Análise das afirmativas:
1ª Afirmativa – VERDADEIRA: O início do TARV é recomendado para todas as crianças vivendo com HIV, independentemente da carga viral ou contagem de CD4. De acordo com o Protocolo Clínico e Diretrizes Terapêuticas (PCDT) para manejo da infecção pelo HIV em crianças (Ministério da Saúde, 2021):
“O início do tratamento antirretroviral (TARV) é recomendado para todas as crianças e adolescentes vivendo com HIV, independentemente da contagem de CD4 ou carga viral.”
O esquema inicial recomendado são dois ITRN (inibidores da transcriptase reversa análogos de nucleosídeo) associados a um INI (inibidor de integrase), conferindo alta eficácia e menor perfil de toxicidade. Essas recomendações têm respaldo em evidências robustas e são prática padrão em todo o mundo.

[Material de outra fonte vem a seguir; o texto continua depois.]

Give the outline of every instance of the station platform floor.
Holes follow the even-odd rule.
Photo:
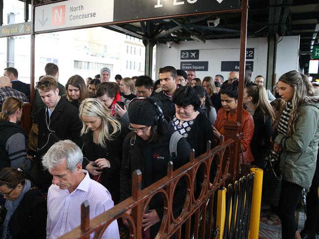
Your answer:
[[[298,227],[299,232],[303,228],[306,219],[304,213],[298,213]],[[259,224],[259,239],[281,239],[280,220],[271,209],[262,206]],[[319,239],[317,235],[316,239]]]

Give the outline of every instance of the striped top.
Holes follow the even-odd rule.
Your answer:
[[[288,136],[287,132],[288,131],[288,121],[290,117],[290,112],[292,109],[292,102],[289,102],[286,105],[286,108],[284,110],[281,117],[280,118],[280,121],[278,123],[277,129],[278,133],[280,133]]]

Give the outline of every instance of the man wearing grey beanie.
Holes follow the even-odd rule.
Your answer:
[[[101,69],[100,75],[101,76],[101,81],[102,82],[108,82],[109,77],[111,76],[111,71],[107,67],[104,67]]]
[[[161,103],[156,98],[137,97],[133,99],[128,109],[130,129],[132,131],[123,142],[122,168],[120,172],[121,200],[131,196],[132,175],[134,170],[142,171],[142,189],[166,175],[167,164],[173,162],[176,170],[189,161],[190,146],[183,136],[177,140],[174,155],[169,149],[171,138],[176,135],[169,117],[163,117],[157,106]],[[174,133],[175,132],[175,133]],[[172,141],[175,141],[174,140]],[[173,200],[173,214],[180,214],[185,201],[186,181],[182,179],[176,186]],[[149,213],[143,215],[142,227],[149,232],[151,238],[156,236],[164,215],[164,203],[157,194],[148,204]]]

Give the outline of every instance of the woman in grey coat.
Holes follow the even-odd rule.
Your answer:
[[[282,238],[301,238],[294,220],[303,189],[309,191],[319,142],[319,98],[307,77],[296,71],[284,74],[279,95],[287,102],[277,126],[274,151],[281,151],[283,184],[278,205]]]

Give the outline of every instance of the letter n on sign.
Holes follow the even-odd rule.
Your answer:
[[[52,16],[52,25],[63,25],[65,19],[65,5],[53,7]]]

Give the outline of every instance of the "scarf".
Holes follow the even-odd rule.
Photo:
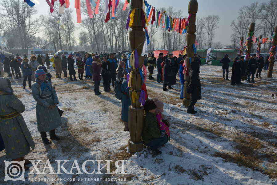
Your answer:
[[[38,78],[36,78],[36,82],[38,83],[40,85],[40,90],[42,91],[43,91],[46,89],[46,91],[47,89],[50,91],[51,91],[51,88],[47,84],[47,82],[46,80],[43,81],[42,80],[40,80]]]

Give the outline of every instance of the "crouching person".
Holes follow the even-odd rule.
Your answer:
[[[158,148],[167,143],[168,137],[164,132],[161,132],[157,118],[157,106],[154,101],[148,100],[145,102],[144,124],[142,135],[145,145],[152,150],[152,154],[158,155],[162,153]]]
[[[33,96],[37,102],[36,115],[38,130],[40,132],[43,142],[50,144],[46,136],[49,132],[52,140],[59,140],[55,129],[62,125],[61,117],[57,108],[59,103],[56,91],[51,83],[46,80],[45,72],[40,69],[35,73],[36,82],[32,86]]]
[[[0,77],[0,133],[6,154],[13,161],[25,160],[26,165],[31,162],[24,156],[30,152],[30,146],[34,150],[35,144],[20,113],[25,110],[25,105],[13,92],[10,80]]]

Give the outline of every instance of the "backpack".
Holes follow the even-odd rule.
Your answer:
[[[123,78],[122,78],[120,80],[114,82],[114,93],[115,97],[119,100],[122,100],[123,95],[124,95],[124,93],[121,91],[121,85],[122,84],[123,80]]]

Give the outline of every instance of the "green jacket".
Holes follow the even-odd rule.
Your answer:
[[[142,135],[145,143],[147,144],[154,138],[159,138],[161,131],[158,125],[156,113],[148,112],[144,117],[143,129]]]

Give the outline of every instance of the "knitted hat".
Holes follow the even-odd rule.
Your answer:
[[[157,109],[160,112],[163,112],[163,103],[161,101],[159,100],[158,98],[154,98],[153,101],[155,102],[155,105],[157,106]]]
[[[43,69],[39,69],[36,71],[36,72],[34,74],[34,76],[36,78],[37,78],[39,76],[43,75],[45,75],[45,72]]]
[[[0,77],[0,91],[3,91],[8,94],[12,94],[14,93],[14,89],[11,86],[9,79]]]
[[[145,102],[144,104],[144,110],[147,112],[149,111],[155,109],[157,108],[157,106],[155,105],[155,103],[152,100],[147,100]]]

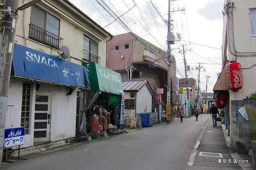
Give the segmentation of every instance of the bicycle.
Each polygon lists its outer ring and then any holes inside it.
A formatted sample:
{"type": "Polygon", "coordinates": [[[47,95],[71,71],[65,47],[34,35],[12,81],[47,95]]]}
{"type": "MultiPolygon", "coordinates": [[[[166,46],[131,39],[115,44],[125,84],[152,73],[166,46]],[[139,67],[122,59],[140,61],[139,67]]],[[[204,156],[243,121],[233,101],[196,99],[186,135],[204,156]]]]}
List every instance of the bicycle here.
{"type": "Polygon", "coordinates": [[[129,117],[131,114],[131,110],[129,109],[125,109],[124,110],[124,116],[125,117],[129,117]]]}

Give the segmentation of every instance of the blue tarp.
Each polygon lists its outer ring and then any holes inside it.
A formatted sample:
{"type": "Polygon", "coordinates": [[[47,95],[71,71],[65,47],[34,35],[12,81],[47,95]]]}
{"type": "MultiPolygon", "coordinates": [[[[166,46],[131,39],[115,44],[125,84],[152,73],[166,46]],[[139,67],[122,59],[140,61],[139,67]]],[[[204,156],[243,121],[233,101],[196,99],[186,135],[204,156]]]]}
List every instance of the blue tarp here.
{"type": "Polygon", "coordinates": [[[14,45],[11,76],[90,88],[83,67],[17,44],[14,45]]]}
{"type": "Polygon", "coordinates": [[[141,119],[141,126],[143,128],[147,127],[152,127],[150,125],[149,121],[149,116],[150,113],[140,113],[140,118],[141,119]]]}

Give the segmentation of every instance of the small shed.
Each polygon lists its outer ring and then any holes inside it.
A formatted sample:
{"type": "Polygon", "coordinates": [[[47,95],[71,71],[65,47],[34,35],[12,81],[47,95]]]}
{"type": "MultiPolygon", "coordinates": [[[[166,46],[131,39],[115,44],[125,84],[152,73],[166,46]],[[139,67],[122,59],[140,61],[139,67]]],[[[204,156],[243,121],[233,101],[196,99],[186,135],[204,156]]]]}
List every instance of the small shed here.
{"type": "Polygon", "coordinates": [[[154,92],[147,80],[122,81],[125,116],[136,117],[136,113],[151,112],[154,92]]]}

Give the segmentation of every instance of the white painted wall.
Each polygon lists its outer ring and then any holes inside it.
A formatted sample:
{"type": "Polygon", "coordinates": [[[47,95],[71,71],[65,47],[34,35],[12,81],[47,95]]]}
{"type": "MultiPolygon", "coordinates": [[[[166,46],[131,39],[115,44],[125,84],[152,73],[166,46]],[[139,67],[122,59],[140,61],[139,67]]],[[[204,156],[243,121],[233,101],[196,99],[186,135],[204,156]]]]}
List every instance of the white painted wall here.
{"type": "MultiPolygon", "coordinates": [[[[33,84],[32,84],[33,85],[33,84]]],[[[8,116],[6,128],[21,126],[23,82],[18,78],[11,78],[7,105],[13,106],[12,115],[8,116]],[[12,127],[11,125],[12,125],[12,127]]],[[[41,84],[38,91],[52,92],[50,140],[57,141],[75,136],[76,90],[70,95],[66,94],[69,89],[65,87],[41,84]]],[[[33,145],[34,105],[36,95],[35,84],[32,86],[29,134],[25,135],[25,144],[21,148],[33,145]]]]}
{"type": "Polygon", "coordinates": [[[147,86],[143,86],[136,96],[136,112],[151,112],[152,96],[147,86]]]}
{"type": "MultiPolygon", "coordinates": [[[[240,52],[256,52],[256,36],[251,36],[249,9],[256,7],[256,1],[249,0],[246,2],[239,0],[233,0],[235,6],[233,10],[234,34],[235,50],[240,52]]],[[[225,24],[225,23],[224,23],[225,24]]],[[[233,40],[232,40],[233,41],[233,40]]],[[[228,59],[235,59],[228,51],[228,59]]],[[[230,100],[243,100],[254,93],[256,91],[256,67],[249,68],[256,63],[255,57],[237,57],[237,62],[240,63],[242,68],[244,84],[243,88],[238,92],[229,91],[230,100]]]]}

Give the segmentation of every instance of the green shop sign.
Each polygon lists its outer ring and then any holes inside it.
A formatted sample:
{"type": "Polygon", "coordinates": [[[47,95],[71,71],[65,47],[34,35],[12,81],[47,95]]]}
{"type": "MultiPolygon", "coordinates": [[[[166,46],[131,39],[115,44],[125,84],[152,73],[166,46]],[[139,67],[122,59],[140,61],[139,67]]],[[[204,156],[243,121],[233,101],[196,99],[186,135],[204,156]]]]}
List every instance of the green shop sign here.
{"type": "Polygon", "coordinates": [[[123,92],[120,73],[95,63],[84,62],[91,91],[121,95],[123,92]]]}

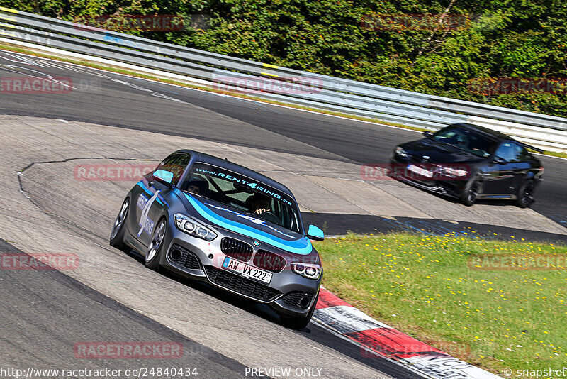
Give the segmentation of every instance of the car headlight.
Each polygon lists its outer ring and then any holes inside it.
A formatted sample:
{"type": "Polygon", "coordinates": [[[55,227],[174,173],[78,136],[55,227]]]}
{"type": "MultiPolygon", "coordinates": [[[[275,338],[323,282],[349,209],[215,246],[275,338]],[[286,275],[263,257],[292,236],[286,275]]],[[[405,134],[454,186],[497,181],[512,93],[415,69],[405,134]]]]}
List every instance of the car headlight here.
{"type": "Polygon", "coordinates": [[[217,238],[215,233],[201,225],[189,216],[176,213],[174,217],[175,226],[177,226],[177,229],[190,236],[204,239],[205,241],[213,241],[217,238]]]}
{"type": "Polygon", "coordinates": [[[405,150],[403,150],[400,146],[398,146],[397,148],[395,148],[395,150],[394,151],[395,151],[395,153],[397,155],[400,155],[400,157],[403,157],[403,158],[407,158],[408,157],[408,153],[406,153],[405,150]]]}
{"type": "Polygon", "coordinates": [[[313,263],[294,262],[291,263],[291,270],[298,275],[313,280],[317,280],[321,276],[321,266],[313,263]]]}
{"type": "Polygon", "coordinates": [[[468,171],[466,170],[459,170],[458,168],[453,168],[451,167],[445,167],[442,169],[442,172],[447,175],[451,176],[465,176],[468,175],[468,171]]]}

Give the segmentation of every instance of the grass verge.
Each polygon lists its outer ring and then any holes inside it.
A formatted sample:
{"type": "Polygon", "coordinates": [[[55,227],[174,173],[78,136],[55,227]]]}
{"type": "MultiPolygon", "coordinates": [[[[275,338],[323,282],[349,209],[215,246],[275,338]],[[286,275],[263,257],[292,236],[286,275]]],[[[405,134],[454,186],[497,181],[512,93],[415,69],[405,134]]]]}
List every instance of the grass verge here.
{"type": "Polygon", "coordinates": [[[315,247],[325,287],[434,347],[497,373],[567,361],[567,265],[546,265],[565,262],[567,247],[407,234],[349,235],[315,247]],[[471,260],[486,254],[498,260],[471,260]],[[527,267],[495,268],[511,254],[527,267]]]}

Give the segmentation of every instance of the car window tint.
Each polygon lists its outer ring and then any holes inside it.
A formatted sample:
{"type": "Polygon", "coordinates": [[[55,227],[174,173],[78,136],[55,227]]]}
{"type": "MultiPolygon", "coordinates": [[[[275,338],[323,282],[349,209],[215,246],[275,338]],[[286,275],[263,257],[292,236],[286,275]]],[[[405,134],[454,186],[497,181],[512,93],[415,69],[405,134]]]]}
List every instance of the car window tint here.
{"type": "Polygon", "coordinates": [[[496,150],[496,156],[507,162],[523,162],[529,160],[529,153],[517,143],[503,142],[496,150]]]}
{"type": "Polygon", "coordinates": [[[184,153],[172,154],[165,158],[156,168],[173,173],[172,184],[176,185],[179,180],[185,167],[189,163],[189,155],[184,153]]]}
{"type": "Polygon", "coordinates": [[[292,197],[238,172],[196,163],[179,188],[291,231],[301,231],[298,211],[292,197]],[[257,209],[264,211],[257,213],[257,209]]]}
{"type": "Polygon", "coordinates": [[[516,162],[525,162],[532,159],[532,156],[525,148],[516,143],[515,145],[516,145],[516,156],[515,158],[516,162]]]}

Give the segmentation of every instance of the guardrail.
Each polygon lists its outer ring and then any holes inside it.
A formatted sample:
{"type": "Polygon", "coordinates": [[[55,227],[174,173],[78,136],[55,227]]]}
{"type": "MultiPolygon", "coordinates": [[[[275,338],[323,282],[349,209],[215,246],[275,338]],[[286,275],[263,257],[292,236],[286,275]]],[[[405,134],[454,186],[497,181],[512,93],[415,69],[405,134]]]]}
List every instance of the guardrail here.
{"type": "Polygon", "coordinates": [[[567,119],[292,70],[3,7],[0,20],[0,36],[197,78],[228,91],[428,129],[472,122],[567,151],[567,119]]]}

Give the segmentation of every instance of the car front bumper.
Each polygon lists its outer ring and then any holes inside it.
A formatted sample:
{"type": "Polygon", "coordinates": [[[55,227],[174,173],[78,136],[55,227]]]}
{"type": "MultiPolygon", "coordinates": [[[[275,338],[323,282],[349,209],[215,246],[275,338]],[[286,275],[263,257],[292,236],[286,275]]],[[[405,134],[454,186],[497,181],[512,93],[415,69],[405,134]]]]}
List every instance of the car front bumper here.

2ª Afirmativa – VERDADEIRA: Baixa adesão é a principal causa de falha terapêutica em crianças. A conduta inicial é abordar o problema da adesão, não necessariamente trocar o esquema. Se a troca se mostrar necessária, deve ocorrer apenas após realização de genotipagem para avaliar mutações de resistência. Segundo os Protocolos nacionais, “o novo esquema deve conter ao menos dois medicamentos plenamente ativos de classes diferentes”.
3ª Afirmativa – VERDADEIRA: A profilaxia para Pneumocistose (P. jirovecii) e micobacterioses atípicas é indicada para crianças com imunossupressão grave (por exemplo, CD4 < 200 células/mm³ conforme idade). Já para meningite criptocócica, a profilaxia primária não é indicada, apenas profilaxia secundária quando já houve episódio clínico anterior, como destacado em diretrizes da OMS e PCDT brasileira.
Pontos de atenção para prova: Palavras como “todos”, “independentemente” e menção a protocolos nacionais costumam indicar aferro à evidência recente e obrigatória. Fique atento ao uso de “profilaxia primária” versus “secundária” e tenha cuidado com confusões entre abordagens de falha terapêutica e resistência viral — temas cobrados com frequência na área de infectologia pediátrica em concursos.
Resumo: As três assertivas estão respaldadas pelas diretrizes atuais nacionais e pela literatura internacional (UpToDate, Harrison’s, PCDT HIV).